With this (disability is a spectrum) idea in mind, we can start to see how changes we make for accessibility purposes can help more people than we think.

  • Making sure that the language is plain and simple, jargon-free, certainly helps people with cognitive disabilities. It also helps people who are tired, distracted, or just in a rush. It also helps anyone who’s reading content that’s not in their first language. Here are some tools that can help.
  • Making sure that everything is keyboard accessible certainly helps screen reader users. It also helps power users: people in specialised jobs (like developers!) often keep their hands on the keyboard to speed things up. It also helps people who don’t use a mouse due to a physical impairment like arthritis. You don’t need any special tools to check this: just don’t use a mouse or trackpad! (We recommend unplugging your mouse or covering your trackpad!). Here are some things to watch out for.
    • Can you see where you are on the page? Look for a visible :focus indicator as you tab through.
    • Can you interact with every element on the page?
    • Can you use functionality (like tooltips) that you usually see on a hover action?
  • Making sure the colour contrast meets WCAG 2.1 Level AA helps makes sure that people with colour vision deficiency can see all the information that’s being displayed. It also helps people with low vision or poor eyesight, which often comes with old age. Here are some tips for checking the contrast.
    • We use Lea Verou’s Contrast Ratio often. It gives you the contrast ratio and the pass or fail level for WCAG 2.0.
    • Use the High Contrast display mode of your computer.
      • Windows: Use High Contrast mode. Press left Alt + left Shift + Print Screen, or: Ease of Access button on the sign-in screen > High Contrast.
      • Mac OS: System Preferences > Accessibility > Display. Select Invert Colours or Use Grayscale.
    • If you’re using iOS and Mac OS you can use the Sim Daltonism app.
    • If you’re using Chrome, check out the Funkify extension. You can use Color Carl or Sunshine Sue to check your contrast levels.

Go be a superhero

We think it’s pretty clear that disability is a spectrum, not a binary. That makes things complicated, but there’s good news! The changes we make will help more people than we think. We’ll make our stuff a little easier to use for some people: that’s good. We’ll turn it from unusable to usable for some others: that’s great! That’s a win-win situation. A double-win. Two wins for the price of one! Much win.

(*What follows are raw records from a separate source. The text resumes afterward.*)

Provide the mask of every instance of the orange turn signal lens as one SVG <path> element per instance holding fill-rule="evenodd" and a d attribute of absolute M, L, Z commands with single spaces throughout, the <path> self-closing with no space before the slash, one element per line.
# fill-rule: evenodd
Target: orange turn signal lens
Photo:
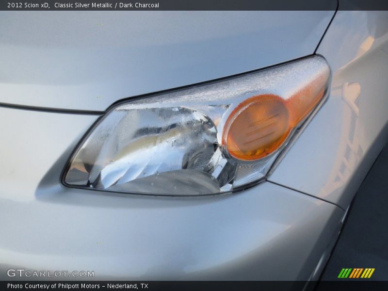
<path fill-rule="evenodd" d="M 285 99 L 272 94 L 251 97 L 239 104 L 229 116 L 223 134 L 223 146 L 238 160 L 256 161 L 264 158 L 281 146 L 292 128 L 312 111 L 323 96 L 323 90 L 307 92 L 303 90 Z"/>

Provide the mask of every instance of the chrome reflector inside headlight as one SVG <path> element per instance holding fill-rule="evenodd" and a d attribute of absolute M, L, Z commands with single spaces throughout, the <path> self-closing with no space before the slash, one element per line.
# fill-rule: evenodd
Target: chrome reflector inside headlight
<path fill-rule="evenodd" d="M 91 129 L 64 177 L 70 186 L 190 195 L 263 179 L 327 94 L 315 56 L 121 103 Z"/>

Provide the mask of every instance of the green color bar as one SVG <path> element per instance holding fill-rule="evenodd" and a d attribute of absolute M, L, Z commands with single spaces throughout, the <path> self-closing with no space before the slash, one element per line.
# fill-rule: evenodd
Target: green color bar
<path fill-rule="evenodd" d="M 341 270 L 341 272 L 340 272 L 340 275 L 338 275 L 338 278 L 340 278 L 340 277 L 341 277 L 341 276 L 342 275 L 342 273 L 343 273 L 343 271 L 345 271 L 345 269 L 342 269 Z"/>
<path fill-rule="evenodd" d="M 341 272 L 340 273 L 340 275 L 338 275 L 338 277 L 339 278 L 342 278 L 342 275 L 343 275 L 343 273 L 344 272 L 346 272 L 347 270 L 347 269 L 342 269 L 341 270 Z"/>

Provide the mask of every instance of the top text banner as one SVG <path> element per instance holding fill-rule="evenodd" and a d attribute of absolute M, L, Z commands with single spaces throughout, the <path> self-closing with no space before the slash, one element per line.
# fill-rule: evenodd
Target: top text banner
<path fill-rule="evenodd" d="M 22 0 L 0 10 L 387 10 L 387 0 Z"/>

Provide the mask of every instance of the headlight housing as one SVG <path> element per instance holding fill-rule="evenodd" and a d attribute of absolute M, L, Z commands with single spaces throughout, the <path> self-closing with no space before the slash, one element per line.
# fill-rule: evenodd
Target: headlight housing
<path fill-rule="evenodd" d="M 115 105 L 72 157 L 64 182 L 152 195 L 230 192 L 263 179 L 327 94 L 314 56 Z"/>

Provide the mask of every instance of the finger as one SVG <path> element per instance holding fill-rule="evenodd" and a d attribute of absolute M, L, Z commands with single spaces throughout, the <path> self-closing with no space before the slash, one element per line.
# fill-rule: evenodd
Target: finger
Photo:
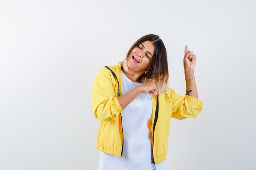
<path fill-rule="evenodd" d="M 185 46 L 185 55 L 186 55 L 186 53 L 188 52 L 188 45 L 186 45 Z"/>
<path fill-rule="evenodd" d="M 186 54 L 186 55 L 185 56 L 185 57 L 184 57 L 184 58 L 189 58 L 189 55 L 191 55 L 193 53 L 193 51 L 189 51 Z"/>
<path fill-rule="evenodd" d="M 192 56 L 191 61 L 195 61 L 196 60 L 195 55 L 193 54 L 193 55 Z"/>
<path fill-rule="evenodd" d="M 191 54 L 190 55 L 189 55 L 189 59 L 190 60 L 191 60 L 191 59 L 192 59 L 192 56 L 193 55 L 193 53 L 191 52 Z"/>

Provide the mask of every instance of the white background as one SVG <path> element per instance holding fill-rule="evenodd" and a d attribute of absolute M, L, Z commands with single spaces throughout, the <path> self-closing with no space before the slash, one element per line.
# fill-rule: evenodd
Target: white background
<path fill-rule="evenodd" d="M 92 81 L 140 37 L 158 35 L 170 86 L 184 96 L 184 49 L 196 55 L 203 109 L 173 119 L 171 170 L 253 170 L 256 2 L 0 1 L 0 169 L 97 170 Z"/>

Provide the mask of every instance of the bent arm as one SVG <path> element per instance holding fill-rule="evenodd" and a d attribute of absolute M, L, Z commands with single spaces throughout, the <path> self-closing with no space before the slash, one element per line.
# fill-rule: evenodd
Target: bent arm
<path fill-rule="evenodd" d="M 91 105 L 96 119 L 110 121 L 117 118 L 123 109 L 115 97 L 111 77 L 103 73 L 103 69 L 93 81 Z"/>
<path fill-rule="evenodd" d="M 172 104 L 172 117 L 182 120 L 197 117 L 202 110 L 202 101 L 185 94 L 184 97 L 169 90 Z"/>
<path fill-rule="evenodd" d="M 117 97 L 117 99 L 123 110 L 124 110 L 132 100 L 142 93 L 142 91 L 140 86 L 137 86 L 129 92 Z"/>

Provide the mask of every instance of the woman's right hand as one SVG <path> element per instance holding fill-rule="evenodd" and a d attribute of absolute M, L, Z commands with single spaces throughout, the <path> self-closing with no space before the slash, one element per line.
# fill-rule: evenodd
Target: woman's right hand
<path fill-rule="evenodd" d="M 155 84 L 155 79 L 145 84 L 141 84 L 139 87 L 144 93 L 152 93 L 155 95 L 157 95 L 158 88 Z"/>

Maybe this sounds like a lot of work. Well, it is. But! We keep coming back to a great quote from Leonie Watson:

It doesn’t have to be perfect. Just a little bit better than yesterday.

This is great news. Small changes are easier to do. Small changes are easier to sell to the bosses and the clients. Small changes add up over time.

Activity 3: A Little Bit Better

Remember we asked you at the start of the article about what you’re working on? What’s your next ticket / issue / TODO item? Grab that and go back to the Activity 2: Dots and Dashes. activity. Apply that to your next ticket. What’s that dot somewhere in the middle? Who else will you help by doing this bit of work in an accessible way? Take the ticket and give it a tiny shove. Make it just a little bit better than yesterday.

If you can’t start work on it right now, make a note-to-self. Be as detailed as you can: the more detail you add, the more likely you’ll be to remember it and do it later. We like to use 5W’s and 1H (Who, What, Where, When, Why, and How) to help ourselves figure out the specifics of things. If you’re feeling really frisky, share what you’ll do with someone.

Keep in mind that disability is a spectrum, not a binary, and you’ll get yourself more, happier, people using your stuff!